Vergleicht man die BBC inhaltlich mit ARD und ZDF, dann erscheint der britische Rundfunk weniger links-grün gefärbt als der deutsche ÖRR. Während der Jahres des Brexit-Streits war zwar klar, dass der Sender den Brexit ablehnt, viele Talkrunden besetzten die Rundfunkmacher einseitig mit Europhilen. Einige Comedy-Programme sind stramm links (vergleichbar der Heuteshow, nur weniger peinlich), aber die BBC-Reporter und Moderatoren müssen sich insgesamt doch mehr bemühen, ihre persönliche, ideologische Einstellung zurücktreten zu lassen.

Ein Georg Restle (WDR Monitor), der verächtlich über „Neutralitätswahnsinn“ spricht und ganz offen mit seiner linken Haltung hausieren geht, wäre in Großbritannien undenkbar. Ein Restle wäre dort nach einer Flut von Beschwerden sehr bald weg von der Mattscheibe der Öffentlich-Rechtlichen. Der WDR oder der HR wurden nicht umsonst lange als „Rotfunk“ bezeichnet. Die BBC ist gesetzlich auf Neutralität verpflichtet und sie gibt wenigstens noch vor, diesen Auftrag ernst zu nehmen.

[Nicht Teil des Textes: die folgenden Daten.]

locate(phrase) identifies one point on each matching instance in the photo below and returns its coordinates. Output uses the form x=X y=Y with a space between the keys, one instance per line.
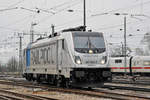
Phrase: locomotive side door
x=59 y=55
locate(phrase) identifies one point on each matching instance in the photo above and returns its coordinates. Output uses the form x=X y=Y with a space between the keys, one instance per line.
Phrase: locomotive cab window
x=87 y=41
x=118 y=61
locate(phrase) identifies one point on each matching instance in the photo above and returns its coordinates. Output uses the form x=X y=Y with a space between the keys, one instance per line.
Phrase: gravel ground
x=51 y=94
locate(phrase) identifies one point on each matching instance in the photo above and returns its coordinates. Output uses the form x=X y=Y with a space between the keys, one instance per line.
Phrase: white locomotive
x=68 y=58
x=135 y=65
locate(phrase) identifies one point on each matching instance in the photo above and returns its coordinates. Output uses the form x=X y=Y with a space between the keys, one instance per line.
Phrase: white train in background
x=68 y=58
x=135 y=65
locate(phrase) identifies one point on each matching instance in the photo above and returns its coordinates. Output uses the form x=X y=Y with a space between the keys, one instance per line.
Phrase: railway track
x=91 y=93
x=139 y=83
x=8 y=95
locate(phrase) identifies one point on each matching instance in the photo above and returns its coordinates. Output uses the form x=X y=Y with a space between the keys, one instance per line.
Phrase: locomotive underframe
x=82 y=77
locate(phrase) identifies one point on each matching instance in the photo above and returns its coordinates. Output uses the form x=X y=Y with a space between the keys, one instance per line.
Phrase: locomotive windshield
x=85 y=41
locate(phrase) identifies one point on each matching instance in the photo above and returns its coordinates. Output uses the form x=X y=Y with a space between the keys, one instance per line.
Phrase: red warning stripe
x=129 y=67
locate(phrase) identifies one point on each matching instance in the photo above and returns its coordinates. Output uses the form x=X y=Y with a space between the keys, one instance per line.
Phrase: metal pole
x=53 y=29
x=31 y=32
x=125 y=46
x=20 y=54
x=84 y=15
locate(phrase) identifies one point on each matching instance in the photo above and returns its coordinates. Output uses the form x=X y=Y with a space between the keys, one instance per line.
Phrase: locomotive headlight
x=103 y=60
x=78 y=60
x=146 y=63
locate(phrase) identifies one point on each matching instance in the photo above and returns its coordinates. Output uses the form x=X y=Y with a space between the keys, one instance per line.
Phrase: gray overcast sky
x=19 y=20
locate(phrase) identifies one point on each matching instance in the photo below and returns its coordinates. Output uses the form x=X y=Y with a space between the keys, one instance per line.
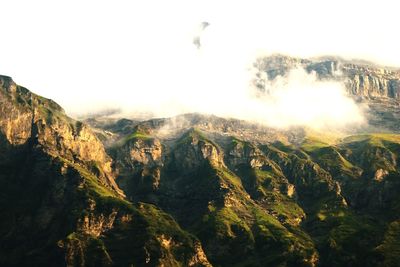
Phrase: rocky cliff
x=60 y=204
x=362 y=79
x=197 y=190
x=287 y=199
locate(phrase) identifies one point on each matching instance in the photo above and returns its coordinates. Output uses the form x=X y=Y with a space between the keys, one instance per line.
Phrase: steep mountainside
x=59 y=203
x=199 y=190
x=253 y=202
x=376 y=86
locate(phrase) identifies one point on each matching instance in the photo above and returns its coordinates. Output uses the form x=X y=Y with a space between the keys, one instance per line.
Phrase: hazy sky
x=139 y=54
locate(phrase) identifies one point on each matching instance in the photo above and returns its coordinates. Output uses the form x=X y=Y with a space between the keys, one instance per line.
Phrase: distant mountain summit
x=200 y=190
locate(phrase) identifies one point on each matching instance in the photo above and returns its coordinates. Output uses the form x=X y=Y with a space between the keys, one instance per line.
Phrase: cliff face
x=363 y=79
x=281 y=199
x=59 y=202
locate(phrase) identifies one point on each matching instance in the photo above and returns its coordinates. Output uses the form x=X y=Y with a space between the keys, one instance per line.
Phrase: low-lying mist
x=219 y=78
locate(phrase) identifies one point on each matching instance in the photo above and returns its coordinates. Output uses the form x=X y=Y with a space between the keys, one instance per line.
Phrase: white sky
x=139 y=55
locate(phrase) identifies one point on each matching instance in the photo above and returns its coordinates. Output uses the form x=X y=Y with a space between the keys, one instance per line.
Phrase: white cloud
x=139 y=55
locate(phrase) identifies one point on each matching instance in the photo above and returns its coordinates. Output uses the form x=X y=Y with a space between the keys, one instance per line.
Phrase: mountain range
x=200 y=190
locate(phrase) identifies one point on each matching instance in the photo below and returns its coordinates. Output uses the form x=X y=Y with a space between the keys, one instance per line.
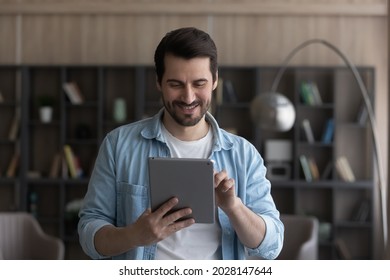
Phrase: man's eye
x=174 y=85
x=200 y=84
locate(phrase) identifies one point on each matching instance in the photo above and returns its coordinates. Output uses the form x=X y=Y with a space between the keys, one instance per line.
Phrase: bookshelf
x=52 y=194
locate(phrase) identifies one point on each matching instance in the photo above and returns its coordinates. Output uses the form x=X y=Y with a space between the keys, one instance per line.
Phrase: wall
x=247 y=32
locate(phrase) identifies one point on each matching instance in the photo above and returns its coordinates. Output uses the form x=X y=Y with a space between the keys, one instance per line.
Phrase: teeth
x=189 y=107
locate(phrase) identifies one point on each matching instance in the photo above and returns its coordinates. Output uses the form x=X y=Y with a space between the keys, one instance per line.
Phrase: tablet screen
x=190 y=180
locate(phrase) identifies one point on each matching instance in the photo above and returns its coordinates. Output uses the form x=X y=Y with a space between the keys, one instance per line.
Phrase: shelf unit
x=83 y=127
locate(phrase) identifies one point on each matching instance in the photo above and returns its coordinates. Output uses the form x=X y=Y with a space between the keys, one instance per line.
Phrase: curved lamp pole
x=268 y=118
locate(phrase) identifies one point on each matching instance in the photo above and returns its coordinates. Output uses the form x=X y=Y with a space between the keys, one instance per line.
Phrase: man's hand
x=149 y=228
x=224 y=190
x=152 y=227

Jetzt spürt die BBC zudem verstärkten Druck der Regierung Johnson: In der Downing Street sitzt Dominic Cummings, Chefberater von Boris Johnson, der offen für ein Ende der Zwangsbeiträge wirbt und die Finanzierung der öffentlich-rechtlichen Sendeanstalten auf ein Abo-Modell umstellen würde.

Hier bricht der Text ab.